Former Kenyan president Uhuru Kenyatta, the facilitator of the East Africa Community (EAC)-led Nairobi Peace Process that seeks to end the war in DRC, Monday read the riot act to the organisers of the meeting after it emerged that participants’ allowances would be less than had been planned before they left their homes in eastern Democratic Republic of Congo.
Without mentioning their names, a visibly angry Mr Kenyatta called out the organisers for delaying the closure of the meeting which he extended to Tuesday to give room for the funds to be made available as earlier planned.
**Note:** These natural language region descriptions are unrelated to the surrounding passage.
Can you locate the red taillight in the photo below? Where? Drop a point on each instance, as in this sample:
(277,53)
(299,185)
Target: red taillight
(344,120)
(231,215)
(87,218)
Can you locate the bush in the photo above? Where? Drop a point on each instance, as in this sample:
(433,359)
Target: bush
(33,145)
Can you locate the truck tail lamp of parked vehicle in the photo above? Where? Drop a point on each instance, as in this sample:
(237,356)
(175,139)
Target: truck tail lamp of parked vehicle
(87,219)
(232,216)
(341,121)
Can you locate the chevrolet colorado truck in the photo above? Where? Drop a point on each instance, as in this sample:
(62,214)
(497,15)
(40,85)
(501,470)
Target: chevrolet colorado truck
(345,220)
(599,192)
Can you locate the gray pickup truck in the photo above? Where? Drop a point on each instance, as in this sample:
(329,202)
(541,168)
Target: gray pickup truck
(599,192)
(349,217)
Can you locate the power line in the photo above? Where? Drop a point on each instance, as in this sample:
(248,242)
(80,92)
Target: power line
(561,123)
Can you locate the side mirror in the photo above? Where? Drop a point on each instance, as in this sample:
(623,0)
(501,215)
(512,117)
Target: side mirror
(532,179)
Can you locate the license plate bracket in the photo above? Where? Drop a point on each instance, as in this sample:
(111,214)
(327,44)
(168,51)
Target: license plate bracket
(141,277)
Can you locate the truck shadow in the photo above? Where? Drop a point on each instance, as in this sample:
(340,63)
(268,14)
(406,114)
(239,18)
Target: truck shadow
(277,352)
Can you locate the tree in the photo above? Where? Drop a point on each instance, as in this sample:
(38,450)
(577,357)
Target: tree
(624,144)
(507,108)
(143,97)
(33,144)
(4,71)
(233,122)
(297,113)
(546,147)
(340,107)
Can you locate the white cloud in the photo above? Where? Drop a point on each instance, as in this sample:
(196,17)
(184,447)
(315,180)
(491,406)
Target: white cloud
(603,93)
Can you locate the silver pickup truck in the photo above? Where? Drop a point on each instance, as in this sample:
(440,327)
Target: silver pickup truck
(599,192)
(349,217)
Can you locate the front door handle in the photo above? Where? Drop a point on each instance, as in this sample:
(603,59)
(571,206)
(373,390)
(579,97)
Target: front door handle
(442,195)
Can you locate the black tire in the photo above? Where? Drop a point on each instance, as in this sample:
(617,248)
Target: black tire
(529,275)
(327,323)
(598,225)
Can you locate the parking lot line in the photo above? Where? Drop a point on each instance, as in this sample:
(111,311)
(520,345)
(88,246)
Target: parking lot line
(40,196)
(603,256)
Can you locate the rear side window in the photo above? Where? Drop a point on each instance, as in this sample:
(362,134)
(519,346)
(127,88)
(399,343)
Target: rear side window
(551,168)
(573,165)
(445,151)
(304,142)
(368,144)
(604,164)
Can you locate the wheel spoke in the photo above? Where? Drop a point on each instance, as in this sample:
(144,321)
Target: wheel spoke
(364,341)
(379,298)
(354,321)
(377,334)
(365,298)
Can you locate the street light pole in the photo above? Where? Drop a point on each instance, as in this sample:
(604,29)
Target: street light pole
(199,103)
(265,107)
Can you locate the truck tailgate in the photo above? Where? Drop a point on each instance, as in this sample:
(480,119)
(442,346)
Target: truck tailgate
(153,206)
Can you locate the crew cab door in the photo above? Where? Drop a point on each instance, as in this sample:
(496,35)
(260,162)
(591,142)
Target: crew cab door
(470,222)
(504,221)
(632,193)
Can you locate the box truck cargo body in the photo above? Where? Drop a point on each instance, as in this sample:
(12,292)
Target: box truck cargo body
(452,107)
“My intention is that we finish the meeting well and I know that is what you also want. So, I ask that we postpone today’s meeting to tomorrow and I assure you that the planners of this event do not assume that peace is something to toy around with. Be here tomorrow, if not, I shall stand and ask the whole world to deny them funds if they cannot plan things effectively,” he said on Monday.
Hr added, “Let us meet again at 10am and attend to the issues that have cropped up before closing the meeting. Maybe they (organisers) have done this thinking that my influence waned but they shall realise that it hasn’t.”
Mr Kenyatta warned the organisers that failure to release the funds as earlier planned will have consequences.
“Let them sleep wherever they are but bring the funds that had been rightly allocated to the participants of this process tomorrow. I know we have adequate funds because I was among those that were sourcing for the funds,” he said.
The week-long event in Nairobi began on Monday last week, bringing together over 50 armed groups, victims of atrocities taking place in eastern DRC, civil society, special interest groups and government officials.
On Wednesday last week, the participants engaged the facilitator in focus group discussions where they each shared their grievances and proposals for a peaceful DRC.
The meeting was to end on Saturday but was pushed to Monday to allow for adequate discussions into the matters arising.
The outcome of the discussions will inform the speed at which the East Africa Community Regional Force (EACRF) will engage in combat the armed groups fighting in eastern Congo.